TEHRAN – Iran has prepared an updated nuclear proposal and is ready to hold negotiations with world powers, state-run Iranian television quoted the Islamic Republic's chief nuclear negotiator as saying on Tuesday.

U.S. President Barack Obama has given Iran until later this month to take up a six-power offer of talks on trade benefits if it shelves nuclear fuel production, or face harsher sanctions.

Germany has said it will host high-level talks this week with the United States, China, France, Britain and Russia on what to do about Iran's contentious nuclear program.

Iran has rejected demands to halt uranium enrichment or even freeze it at current levels, a process it says is for peaceful energy but which the West suspects is aimed at developing an atomic arsenal.

Iran has prepared an updated nuclear proposal and is ready to resume negotiations with world powers, chief nuclear negotiator Saeed Jalili was quoted as saying by al-Alam, Iran's Arabic-language satellite television channel.

Iran ready to offer new nuclear package, Press TV, the Islamic Republic's English-language state television, said in a scrolling headline.

We hope a new round of talks will be held to help us make the world full of progress, justice and peace, Press TV quoted Jalili as saying. It added that Jalili hoped Iran's revised proposal could serve as a basis for talks with the big powers.

Asked about the report of Iran's readiness for talks, a Western diplomat told Reuters in Vienna: If it is confirmed ... it would of course be very welcome.

German Chancellor Angela Merkel said on Monday Iran should realize how very serious the Obama's September is.


An International Atomic Energy Agency report last week said Iran had not heeded U.N. Security Council demands that it stop enriching uranium and open up to IAEA investigators to exclude the possibility of military dimensions to its nuclear activity.

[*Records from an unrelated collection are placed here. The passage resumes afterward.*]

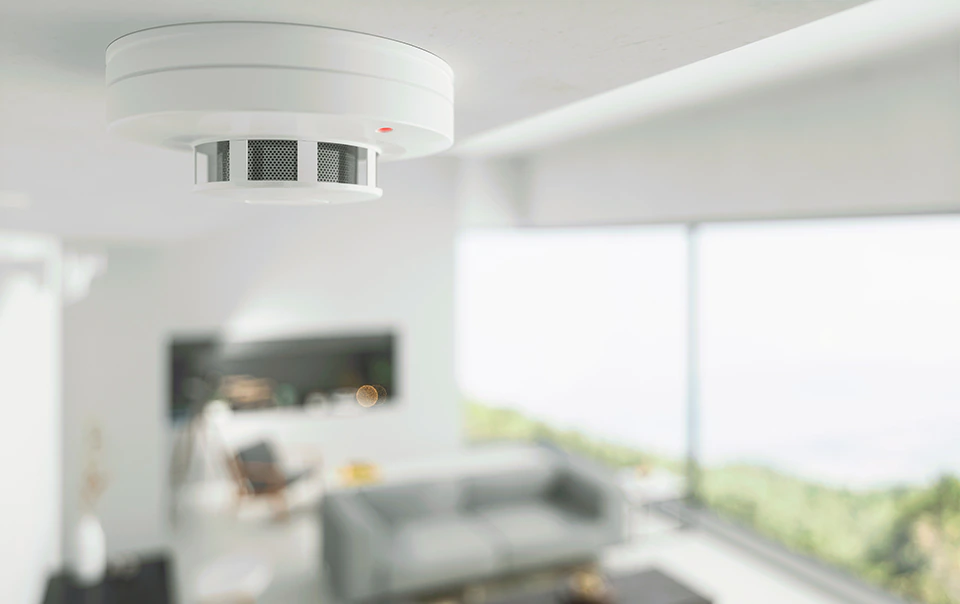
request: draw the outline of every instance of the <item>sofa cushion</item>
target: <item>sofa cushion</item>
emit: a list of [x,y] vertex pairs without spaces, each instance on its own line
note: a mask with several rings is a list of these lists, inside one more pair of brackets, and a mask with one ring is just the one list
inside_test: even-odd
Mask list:
[[464,507],[477,511],[545,499],[556,476],[556,470],[549,465],[472,476],[464,483]]
[[470,517],[425,518],[397,528],[389,589],[416,591],[503,572],[490,527]]
[[514,569],[588,560],[602,545],[593,523],[545,502],[488,508],[478,516],[495,531]]
[[457,481],[390,485],[366,489],[361,496],[388,524],[397,526],[420,518],[455,515],[461,487]]

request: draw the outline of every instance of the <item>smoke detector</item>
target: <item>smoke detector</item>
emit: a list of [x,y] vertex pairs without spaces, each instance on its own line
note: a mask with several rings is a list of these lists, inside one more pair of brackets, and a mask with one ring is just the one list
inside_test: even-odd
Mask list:
[[453,71],[423,49],[288,23],[189,23],[115,40],[112,134],[194,154],[194,190],[251,203],[379,198],[379,161],[453,144]]

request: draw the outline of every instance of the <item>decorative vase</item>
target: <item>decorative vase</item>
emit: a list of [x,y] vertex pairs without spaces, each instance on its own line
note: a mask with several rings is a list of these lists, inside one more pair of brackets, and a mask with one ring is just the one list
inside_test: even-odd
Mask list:
[[93,514],[84,514],[77,523],[73,570],[83,586],[98,585],[106,574],[107,540],[100,520]]

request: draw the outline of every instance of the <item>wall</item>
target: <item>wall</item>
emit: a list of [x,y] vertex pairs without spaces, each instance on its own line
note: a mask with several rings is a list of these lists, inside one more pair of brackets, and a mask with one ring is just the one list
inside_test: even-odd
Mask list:
[[960,208],[956,41],[752,90],[531,159],[536,225]]
[[0,233],[0,602],[33,604],[60,564],[59,244]]
[[[329,464],[441,453],[460,442],[453,369],[456,163],[385,164],[381,201],[280,209],[267,227],[173,254],[175,331],[233,340],[394,329],[400,400],[363,418],[237,414],[231,442],[273,436],[321,448]],[[289,210],[289,212],[287,212]],[[201,249],[202,248],[202,249]]]
[[110,246],[106,275],[66,314],[67,526],[76,521],[83,426],[99,420],[111,478],[100,508],[108,550],[164,544],[174,334],[219,330],[243,340],[396,329],[402,392],[394,409],[334,421],[238,415],[226,437],[319,446],[331,464],[458,447],[455,181],[453,160],[386,164],[377,202],[276,207],[254,228],[163,247]]
[[107,490],[96,511],[108,554],[166,545],[163,307],[158,250],[110,250],[105,274],[64,310],[64,546],[80,515],[89,430],[99,427]]

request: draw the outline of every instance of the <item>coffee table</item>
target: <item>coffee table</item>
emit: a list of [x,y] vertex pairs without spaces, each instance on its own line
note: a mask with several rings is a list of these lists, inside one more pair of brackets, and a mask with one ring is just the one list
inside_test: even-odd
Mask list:
[[[648,569],[629,575],[609,577],[616,604],[711,604],[666,573]],[[559,604],[560,590],[541,589],[491,598],[487,604]]]

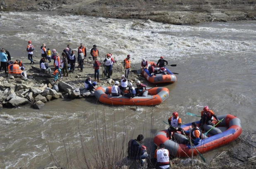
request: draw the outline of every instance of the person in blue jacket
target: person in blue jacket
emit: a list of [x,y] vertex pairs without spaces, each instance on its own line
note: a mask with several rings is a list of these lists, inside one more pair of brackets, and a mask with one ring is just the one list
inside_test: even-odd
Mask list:
[[144,162],[142,160],[145,159],[148,155],[144,154],[145,150],[142,147],[142,140],[144,138],[142,134],[138,136],[136,139],[132,139],[128,143],[128,158],[134,160],[139,159],[140,160],[140,164],[143,167]]

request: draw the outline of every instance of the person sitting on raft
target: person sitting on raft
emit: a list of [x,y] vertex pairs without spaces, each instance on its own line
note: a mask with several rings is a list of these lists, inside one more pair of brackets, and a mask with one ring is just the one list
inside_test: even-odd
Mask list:
[[[182,133],[185,133],[186,134],[190,134],[190,137],[191,138],[191,142],[194,145],[198,145],[202,140],[202,131],[197,126],[196,123],[193,122],[191,124],[192,128],[192,131],[191,130],[184,131],[181,130]],[[186,140],[185,144],[189,143],[189,140]]]
[[[181,128],[181,119],[179,117],[179,114],[176,112],[172,113],[172,116],[168,119],[168,123],[169,127],[168,129],[168,133],[169,135],[170,140],[172,138],[171,132],[176,132],[177,131],[181,131],[183,130]],[[184,131],[184,130],[183,130]],[[181,133],[181,134],[184,135],[184,133]]]
[[115,97],[118,97],[120,95],[120,89],[118,86],[119,82],[118,81],[115,82],[115,85],[112,86],[111,88],[111,94],[112,96]]

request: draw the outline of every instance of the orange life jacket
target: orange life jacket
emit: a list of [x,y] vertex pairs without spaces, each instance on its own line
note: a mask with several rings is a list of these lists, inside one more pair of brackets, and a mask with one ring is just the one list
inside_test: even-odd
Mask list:
[[95,57],[95,56],[98,56],[98,49],[96,48],[96,51],[93,50],[92,54],[92,56],[93,56],[94,57]]
[[12,67],[12,73],[14,74],[20,74],[22,71],[20,69],[19,66],[18,64],[13,64]]
[[124,61],[126,63],[125,64],[126,69],[130,68],[130,60],[128,60],[127,58],[126,58],[126,59],[124,60]]
[[82,49],[80,47],[81,47],[81,46],[78,47],[78,50],[79,50],[80,49],[82,49],[82,52],[84,54],[84,55],[85,55],[85,47],[84,46],[83,46],[83,48]]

Washington and its allies may target Iran's gasoline imports in a possible 4th round of sanctions. Iran, the world's number five oil exporter, imports up to 40 percent of its gasoline.

Russia and China have reluctantly backed three rounds of moderate sanctions touching on Iran's nuclear and missile industries since 2006, though they managed to water down some measures before voting for them in the U.N. Security Council.

President Mahmoud Ahmadinejad said in April, before his disputed re-election in June, that Iran had prepared its own proposals to end the stalemate. His foreign minister said they included political, security and international issues.

It was unclear whether Iran's counter offer would be essentially different from previous ill-fated exchanges.

The six powers originally offered Iran trade, financial and diplomatic incentives in 2006 in exchange for a suspension of enrichment. Iran's response hinted at some flexibility but ruled out suspension as a precondition for talks.

In June 2008, the six improved the offer but retained the precondition. In reply, Iran said it wanted to negotiate a broader peace and security deal -- dismissed by Western officials as vague and irrelevant -- and rejected any condescending formula to shelve its nuclear program.

Diplomats say Western officials have suggested a face-saving way into talks could be a verified freeze in enrichment expansion, with suspension still the goal in exchange for benefits to Iran. But Tehran has ruled out any such freeze.